Mary W(ollstonecraft) Shelley, (1797-1851)


Anfang des 19. Jahrhunderts schrieb die junge Mary W. Shelley einen utopischen Roman, der ein über die Jahrhunderte hinweg aktuelles Werk bleiben sollte, denn sein Thema berührt das Grundproblem der Alchimisten, ist Antrieb für unzählige Forschungsansätze in den Naturwissenschaften, für Spekulationen von Theologen, Philosophen, Medizinern und für endlose Versuchsreihen von Technikern. Gemeint ist der heute durch gentechnische Ambitionen wieder in die öffentliche Diskussion geratene Traum vom künstlich erzeugten Menschen - "Frankenstein".

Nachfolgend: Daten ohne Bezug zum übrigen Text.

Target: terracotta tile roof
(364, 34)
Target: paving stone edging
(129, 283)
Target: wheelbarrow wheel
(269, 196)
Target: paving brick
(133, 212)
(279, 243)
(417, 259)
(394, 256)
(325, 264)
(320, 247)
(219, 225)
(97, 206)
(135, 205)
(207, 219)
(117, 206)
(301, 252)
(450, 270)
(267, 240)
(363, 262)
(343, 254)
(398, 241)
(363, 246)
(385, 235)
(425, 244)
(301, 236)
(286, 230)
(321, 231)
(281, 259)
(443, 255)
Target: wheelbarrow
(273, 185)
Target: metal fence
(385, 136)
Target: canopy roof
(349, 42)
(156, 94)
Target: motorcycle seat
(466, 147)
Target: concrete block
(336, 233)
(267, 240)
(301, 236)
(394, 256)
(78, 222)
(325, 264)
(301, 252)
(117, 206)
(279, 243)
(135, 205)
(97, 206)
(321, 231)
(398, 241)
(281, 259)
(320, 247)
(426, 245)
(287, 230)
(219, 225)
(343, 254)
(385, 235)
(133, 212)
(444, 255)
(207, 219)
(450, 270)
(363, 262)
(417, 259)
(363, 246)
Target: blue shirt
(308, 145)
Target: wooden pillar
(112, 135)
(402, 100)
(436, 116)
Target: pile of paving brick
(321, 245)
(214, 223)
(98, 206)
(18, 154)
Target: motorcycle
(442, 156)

Und wenn es nur der Gruseleffekt ist, der durch die Tragik des Versuchs entsteht, nutzloses, scheinbares Wissen über die Entstehung des Lebens praktisch umsetzen zu wollen, so reicht er schon aus, um viele Filmversionen damit zu füllen, Frankenstein-Spielzeugmonster zu vermarkten und mit den Schauergefühlen der Zuschauer in künstlerischen Darbietungen zu kalkulieren. Denn neuerdings lebt "Frankenstein" - nach fast zweihundert Jahren -wieder auf, diesmal im Theater in Luzern unter der Regisseurin Meret Matter, die den Versuch unternommen hat, die Atmosphäre einzufangen, in der "Frankenstein" entstanden sein soll:

Im Luzerner Theater war's so finster, als ob das Licht noch nicht erschaffen worden wäre, und es brummelte und ächzte bedrohlich. Das Weltall schien aus den Fugen, das Leben in Unordnung geraten. [...] Blitze zuckten in der Ferne. Ein Mensch in Kutte bahnte sich an der Rampe entlang seinen Weg und machte mit dem Ort und den handelnden Personen der folgenden Geschichte bekannt: Die Villa Diodati bei Chappuis am Genfer See im Jahre 1816. Dort hatte Lord Byron Quartier bezogen, der berüchtigste Poet seiner Zeit. Mit ihm sein Leibarzt John Polidori, der Dichter Percy Bysshe Shelley und Mary Wollstonecraft Shelley, Tochter einer der ersten Kämpferinnen für die Gleichberechtigung der Frau.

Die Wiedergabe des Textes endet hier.